On January 26 this year, *ST Mingcheng announced that its audit institution, Baker Tilly International Accounting Firm (Special General Partnership), was expected to be unable to complete the audit of the company's 2023 annual financial statements on time after careful review of personnel and time arrangements due to heavy audit tasks and changes in project team members, so it submitted a resignation application to the company on January 26, 2024.

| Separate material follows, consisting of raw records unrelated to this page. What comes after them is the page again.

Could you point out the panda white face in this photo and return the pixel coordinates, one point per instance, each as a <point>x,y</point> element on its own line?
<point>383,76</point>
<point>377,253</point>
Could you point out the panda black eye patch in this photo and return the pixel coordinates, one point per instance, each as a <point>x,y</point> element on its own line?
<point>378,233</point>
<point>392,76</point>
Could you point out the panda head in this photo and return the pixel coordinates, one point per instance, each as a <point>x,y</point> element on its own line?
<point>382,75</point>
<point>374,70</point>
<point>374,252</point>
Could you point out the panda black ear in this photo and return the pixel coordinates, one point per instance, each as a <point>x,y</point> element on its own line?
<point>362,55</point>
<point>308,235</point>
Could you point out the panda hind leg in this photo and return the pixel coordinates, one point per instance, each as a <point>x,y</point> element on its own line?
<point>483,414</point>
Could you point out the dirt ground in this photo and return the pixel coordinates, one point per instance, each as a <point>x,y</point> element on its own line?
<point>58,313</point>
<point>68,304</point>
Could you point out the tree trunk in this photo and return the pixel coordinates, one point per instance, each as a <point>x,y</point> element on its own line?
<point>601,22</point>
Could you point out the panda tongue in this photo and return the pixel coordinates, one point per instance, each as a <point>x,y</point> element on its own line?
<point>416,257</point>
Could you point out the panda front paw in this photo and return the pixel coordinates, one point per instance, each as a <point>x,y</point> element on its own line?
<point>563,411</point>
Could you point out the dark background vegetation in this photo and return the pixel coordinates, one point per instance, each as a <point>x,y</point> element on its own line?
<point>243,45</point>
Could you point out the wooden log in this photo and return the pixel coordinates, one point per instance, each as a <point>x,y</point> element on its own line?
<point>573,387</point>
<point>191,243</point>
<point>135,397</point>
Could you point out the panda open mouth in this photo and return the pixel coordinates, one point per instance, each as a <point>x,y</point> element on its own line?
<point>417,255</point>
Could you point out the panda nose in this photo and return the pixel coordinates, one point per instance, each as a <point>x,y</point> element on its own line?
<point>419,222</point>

In the following days, *ST Mingcheng announced the appointment of Zhongshen Zhonghuan as the company's 2023 annual financial auditor and internal control auditor for a period of one year.
ST Mingcheng has recently issued a risk reminder for the second termination of listing, if Zhongshen Zhonghuan can not complete the audit work on time, or can complete the audit work on time, but its audit report shows that the company's financial report is issued with qualified opinions, unable to express opinions and negative opinions and other types of audit reports, the company will face the risk of financial mandatory delisting.